Autofahren, Gassi gehen, den Hof bewachen, soziales Miteinander mit Artgenossen, Kuscheleinheiten und dummes Rumgekasper sind aber mit beiden zu jeder Tag- und Nachtzeit möglich. Sie leben ein – sagen wir mal an Deutschland angrenzend – halbwegs angepasstes Leben und werden von uns genauso hingenommen, da wir finden, dass genau diese vergessenen, unfreiwillig geretteten Hunde ein Recht auf einen klaren und ihren Bedürfnissen angepassten Umgang haben. Man kann nicht alles aufs Sofa zwingen, und nicht jeder Hund kann in die Verantwortung genommen werden, einem zu zeigen, dass man wertgeschätzt, gebraucht oder geliebt wird.

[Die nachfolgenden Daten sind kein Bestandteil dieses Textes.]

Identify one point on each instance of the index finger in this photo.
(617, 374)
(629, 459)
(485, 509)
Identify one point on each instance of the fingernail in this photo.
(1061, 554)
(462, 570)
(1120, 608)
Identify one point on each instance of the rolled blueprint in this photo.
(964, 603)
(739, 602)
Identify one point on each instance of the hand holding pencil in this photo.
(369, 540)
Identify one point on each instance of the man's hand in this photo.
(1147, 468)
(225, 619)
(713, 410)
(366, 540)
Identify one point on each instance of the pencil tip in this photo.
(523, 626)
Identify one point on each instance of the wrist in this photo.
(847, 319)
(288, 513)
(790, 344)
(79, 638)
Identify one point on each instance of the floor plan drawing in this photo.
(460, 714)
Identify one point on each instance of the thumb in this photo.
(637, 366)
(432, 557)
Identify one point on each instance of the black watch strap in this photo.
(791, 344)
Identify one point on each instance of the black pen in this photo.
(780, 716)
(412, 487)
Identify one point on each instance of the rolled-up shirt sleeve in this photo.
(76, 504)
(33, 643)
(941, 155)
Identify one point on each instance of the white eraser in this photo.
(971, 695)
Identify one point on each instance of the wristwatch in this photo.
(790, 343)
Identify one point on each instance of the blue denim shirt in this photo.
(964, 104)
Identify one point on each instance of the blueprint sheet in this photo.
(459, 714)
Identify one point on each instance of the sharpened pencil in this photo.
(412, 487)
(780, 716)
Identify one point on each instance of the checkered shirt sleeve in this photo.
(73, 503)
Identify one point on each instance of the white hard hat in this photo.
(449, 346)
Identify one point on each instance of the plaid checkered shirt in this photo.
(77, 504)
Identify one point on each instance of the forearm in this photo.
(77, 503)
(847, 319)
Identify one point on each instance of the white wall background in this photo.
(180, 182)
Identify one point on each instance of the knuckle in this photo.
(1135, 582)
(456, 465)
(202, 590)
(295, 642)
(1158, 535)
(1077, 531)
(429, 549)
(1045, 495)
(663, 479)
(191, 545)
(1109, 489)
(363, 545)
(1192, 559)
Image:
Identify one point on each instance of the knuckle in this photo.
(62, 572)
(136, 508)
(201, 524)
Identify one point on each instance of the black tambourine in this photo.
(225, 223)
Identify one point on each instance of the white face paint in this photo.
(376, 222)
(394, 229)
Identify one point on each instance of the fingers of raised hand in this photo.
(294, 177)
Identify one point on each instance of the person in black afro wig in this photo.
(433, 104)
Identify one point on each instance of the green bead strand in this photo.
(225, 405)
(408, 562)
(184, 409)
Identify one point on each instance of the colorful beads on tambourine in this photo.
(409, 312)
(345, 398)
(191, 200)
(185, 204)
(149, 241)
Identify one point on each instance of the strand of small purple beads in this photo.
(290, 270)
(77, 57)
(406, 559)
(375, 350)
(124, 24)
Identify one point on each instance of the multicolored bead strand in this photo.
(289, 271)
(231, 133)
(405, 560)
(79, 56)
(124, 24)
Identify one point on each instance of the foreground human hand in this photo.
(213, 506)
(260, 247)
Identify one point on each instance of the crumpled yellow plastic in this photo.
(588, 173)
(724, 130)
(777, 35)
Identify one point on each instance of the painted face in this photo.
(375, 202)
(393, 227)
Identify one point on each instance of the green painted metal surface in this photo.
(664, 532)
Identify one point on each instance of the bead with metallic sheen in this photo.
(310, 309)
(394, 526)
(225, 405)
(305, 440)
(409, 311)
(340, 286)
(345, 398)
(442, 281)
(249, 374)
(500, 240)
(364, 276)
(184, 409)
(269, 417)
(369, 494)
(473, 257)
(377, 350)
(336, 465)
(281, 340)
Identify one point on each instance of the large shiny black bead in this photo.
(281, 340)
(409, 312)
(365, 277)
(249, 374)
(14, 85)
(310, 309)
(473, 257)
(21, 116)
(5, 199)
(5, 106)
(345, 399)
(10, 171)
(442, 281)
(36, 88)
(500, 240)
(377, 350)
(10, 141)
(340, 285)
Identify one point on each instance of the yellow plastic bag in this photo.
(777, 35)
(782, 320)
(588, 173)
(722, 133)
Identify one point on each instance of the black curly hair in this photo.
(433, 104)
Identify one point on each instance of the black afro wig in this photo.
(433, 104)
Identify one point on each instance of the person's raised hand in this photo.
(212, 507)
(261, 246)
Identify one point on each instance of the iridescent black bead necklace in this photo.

Beide sind über die Jahre altersmilde geworden und mit 13 Jahren bereits graue Eminenzen. Wir zählen sie als wertvolle Mitarbeiter in Sachen Gruppenstruktur und Frieden – sehen aber auf der anderen Seite auch zwei Hunde, die hier nie eine Chance hatten und beide vom deutschen Tierschutz gerettet und dann in eine Tiefkühltruhe gesteckt werden sollten. Mission Failed!